You can hand two directors the exact same scene — same characters, same dialogue, same location — and they'll make two completely different films. Not because they changed anything. Because of where they put the camera.
That's composition. And it's the most underestimated tool in your creative arsenal.
Module 4 of Mastering the Camera makes this concrete with a single scenario. A man pulls his brand new Tesla into a desert gas station. He gets out, walks to the pump, picks up the nozzle, and starts looking for somewhere to put it. There is no gas tank. It's an electric car. The attendant watches him figure this out in real time.
Shot wide, it's a comedy. Shot close, it becomes something more uncomfortable. Shot low, the same beat carries real weight.
Nothing changed but the frame.
What the module covers
The module works through seven distinct compositions of the same setup. Same characters, same action, same staging. Each one shifts what the audience feels and where their attention lands. A few worth knowing:
The Establishing Wide. Everything is visible, nothing is emphasised. The gas station, the road, the car, the people. It's the breath before the story starts, orienting your audience before you ask them to feel anything.
The Two-Shot. Both characters, waist up, sharing the frame. The dynamic between them becomes the subject. You're not watching one person, you're watching a relationship.
The Close-Up. Everything else disappears. Just a face and whatever is happening behind the eyes. It's an intimate shot that earns its intimacy. Use it too early and you've spent it for nothing.

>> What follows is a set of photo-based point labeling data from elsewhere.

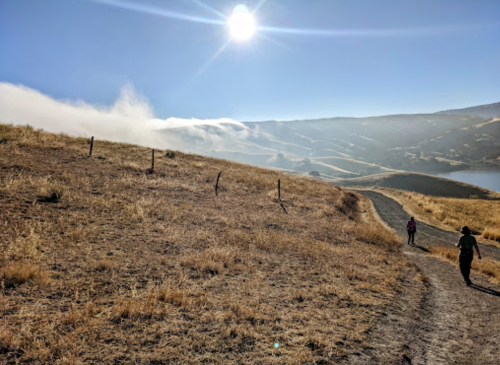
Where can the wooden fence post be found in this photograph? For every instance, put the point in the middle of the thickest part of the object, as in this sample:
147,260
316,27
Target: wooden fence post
217,184
153,161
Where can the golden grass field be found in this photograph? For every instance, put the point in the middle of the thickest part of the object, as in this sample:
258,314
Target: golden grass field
481,216
102,263
487,266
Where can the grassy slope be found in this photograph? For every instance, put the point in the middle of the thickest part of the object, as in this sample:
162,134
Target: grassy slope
421,183
102,263
482,216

The Insert. Not a person but an object. In this scene, a fuel nozzle held against a car with no gas tank. One image that contains the entire joke without a single word of dialogue.
Each shot is generated from the same core prompt, with one short description swapped out to redirect the composition. A two shot. A low angle. Close-up shot of a man's face. That's the whole instruction.
Most people prompting AI image generation think about what's in the shot. This module is about where the shot is. It's a small shift in thinking that changes everything.